I’ve received a lot of positive feedback around introducing BYOx (Bring Your Own Anything) as a core IT strategy. In What is BYOx and Why is it so Important?, I outlined the importance of moving beyond BYOD into a broader way of thinking. Simple concept, right?  BYOD, BYOA, BYOW, BYOL, then BYOC. Or was it BYOD, then BYOW, then BYOL? Well, it depends on your starting points and your ambition.
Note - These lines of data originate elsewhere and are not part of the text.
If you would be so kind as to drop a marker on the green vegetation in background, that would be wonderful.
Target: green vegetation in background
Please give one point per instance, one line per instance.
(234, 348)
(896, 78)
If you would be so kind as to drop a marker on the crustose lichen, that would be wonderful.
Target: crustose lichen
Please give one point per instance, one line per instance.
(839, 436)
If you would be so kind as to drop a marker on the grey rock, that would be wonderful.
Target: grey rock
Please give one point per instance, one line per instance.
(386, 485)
/wp-content/uploads/2014/05/mobiledevices_463572.jpgOne gauge of ambition is timing, and like BYOD, BYOx won’t happen overnight. In fact, I believe that worldwide about 20% of enterprises will be implementing some form of a BYOx strategy by 2017. Why 20%?  It represents the “type A” visionary companies that at this point in time have embraced BYOD and are gaining the rewards in terms of flexibility, scale, employee and partner satisfaction, and economic benefit. These companies have already for the most part adopted BYOD in significant numbers at the department, business unit and in some cases global scale. Thus, BYOD (let’s call it Wave 1 of BYOx) forms the foundation for cultural, organizational, and technological readiness for BYOx. The first step then is to set reasonable expectations with your stakeholders about BYOx. Don’t promise it tomorrow.    Rather, identify the next logical “x” according to your pain points or opportunities. And then set a goal to roll out the support, marketing, etc, required in a 6-9 month timeframe, and also articulate the scale on which you would like to accomplish.
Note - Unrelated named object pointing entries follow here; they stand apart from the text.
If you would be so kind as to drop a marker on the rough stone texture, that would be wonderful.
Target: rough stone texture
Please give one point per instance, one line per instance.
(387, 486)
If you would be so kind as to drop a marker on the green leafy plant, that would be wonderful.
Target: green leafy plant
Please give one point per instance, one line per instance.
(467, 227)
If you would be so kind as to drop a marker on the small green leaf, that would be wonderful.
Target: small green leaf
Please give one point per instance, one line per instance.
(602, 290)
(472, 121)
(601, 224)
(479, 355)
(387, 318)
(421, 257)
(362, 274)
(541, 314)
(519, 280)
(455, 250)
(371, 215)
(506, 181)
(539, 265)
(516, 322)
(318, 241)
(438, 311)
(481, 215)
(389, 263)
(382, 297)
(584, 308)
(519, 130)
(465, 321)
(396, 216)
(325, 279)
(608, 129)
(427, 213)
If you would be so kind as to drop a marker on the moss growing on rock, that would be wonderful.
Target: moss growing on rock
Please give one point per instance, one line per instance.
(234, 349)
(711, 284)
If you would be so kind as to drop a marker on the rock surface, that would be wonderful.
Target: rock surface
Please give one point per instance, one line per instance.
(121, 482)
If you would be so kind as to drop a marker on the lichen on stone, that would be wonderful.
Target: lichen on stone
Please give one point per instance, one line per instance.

In my opinion, the lowest hanging fruit is in tooling (BYOT) and (BYOA) applications. In fact BYOD forces the hand around BYOA, in that once the end users have the ability to bring their own devices they for the most part have the ability to pick the apps that help them in being productive. So IT is immediately forced to consider blacklists/whitelists, etc whether the apps are web-based, hybrid or native, BYOA typically finds a grass-roots way into your organizations. So why not embrace it, linking it to social media, and become explicit in doing so and in creating a culture of innovation, best practices, and policing (including self-policing)? 
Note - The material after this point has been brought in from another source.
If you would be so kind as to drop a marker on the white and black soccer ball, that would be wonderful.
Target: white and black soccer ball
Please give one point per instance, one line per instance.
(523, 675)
BYOT is more subtle , but in some ways easier in that if you create an environment based on open-standards where tools can be brought in, then innovation at the business and department level can be increased, lowering the time to creation of new applications and business. I think that by Q1 2015, we’ll start to see some organizations explicitly push BYOT and BYOA at both the end user, infrastructure/operations, and app development levels in their organizations.

That’s when we’ll see Wave 2 of a core change where end users and departments no longer will wait around for IT to solve their problems, and IT will take an increasingly consultative role.

Wave 3 of BYOx will bring the more advanced areas into view, like wearables, Gadgets, cloud, and licensing. These areas are a bit more narrow and will depend on building a culture of innovation, responsibility, privacy and trust where IT, end users, business owners and app developers stop thinking in silos.   This is the longer term outcome that will still be developing as we turn towards 2020. More ambitious enterprises who can achieve Wave 3 maturity stand to gain competitive advantage, however fleeting that may be.   

Speaking of ambition: there’s more at stake here then the sometimes hard to quantify benefit of empowerment. I believe that BYOx is a key to rapidly unlocking opportunities as mobile fits into the multichannel/omnichannel physical/digital worlds we all live and work in. More on that in my next blog.

Are you ready to catch a (BYOx) wave?